High-resolution nonlinear multi-photon laser spectroscopy as a diagnostic probe for isotopes and molecules in biophysical and geochemical applications

Laser wave mixing is presented as a sensitive absorbance-based detection method for very low activity levels of protease enzymes. Trypsin and proteinase K enzyme activities are analyzed using casein protein covalently labeled with multiple fluorescent BODIPY dye molecules. A preliminary detection limit for trypsin is determined to be 6.34 x 10-14 M or 1.51 pg/mL. For anisotropy studies, wave mixing and fluorescence trends have inverse relationships at the onset of catalysis.; Wave mixing is also investigated as a new optical method for the measurement of FRET. The relationship between the wave-mixing signal and FRET is verified using the acceptor/donor pair malachite green and erythrosin B. Resonance energy transfer between a fluorophore and a quencher molecule bound to complimentary oligonucleotide strands is studied to calculate the dye-to-dye distance on a 31-bp curved DNA fragment.
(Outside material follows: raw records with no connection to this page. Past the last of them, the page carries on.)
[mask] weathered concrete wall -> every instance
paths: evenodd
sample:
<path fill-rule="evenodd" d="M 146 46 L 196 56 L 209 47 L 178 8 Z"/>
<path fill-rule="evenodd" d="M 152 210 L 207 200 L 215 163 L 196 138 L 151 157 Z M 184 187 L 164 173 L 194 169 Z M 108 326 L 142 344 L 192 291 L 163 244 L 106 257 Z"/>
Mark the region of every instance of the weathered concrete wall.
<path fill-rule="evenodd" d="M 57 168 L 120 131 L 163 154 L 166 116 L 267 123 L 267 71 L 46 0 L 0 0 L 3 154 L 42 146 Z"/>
The result suggests that there is a direct measurable relationship between the efficiency of resonance energy transfer and the wave-mixing signal.; For the first time, wave mixing is applied to the measurement of analyte species in the inductively coupled plasma atomizer. The use of counter-propagating input beams yields sub-Doppler spectral resolution. Nonlinear optical coherence theory is used to predict and study the intensity and hyperfine profiles of atomic populations in the plasma torch. Wavelength modulation and ion line detection in the ICP are investigated for S/N enhancement.; Laser wave mixing is also presented as an effective technique for kinetic temperature measurement in an atmospheric-pressure RF inductively coupled plasma using the 4s3P2 → 4p3D 3 argon transition probed by a tunable 811.5-nm diode laser. Kinetic temperature measurements are made at five radial steps from the center of the torch and at four different torch heights. The kinetic temperature is determined by simultaneously measuring the line shapes of the sub-Doppler backward phase-conjugate wave-mixing signal and the Doppler-broadened forward-scattering wave-mixing signal.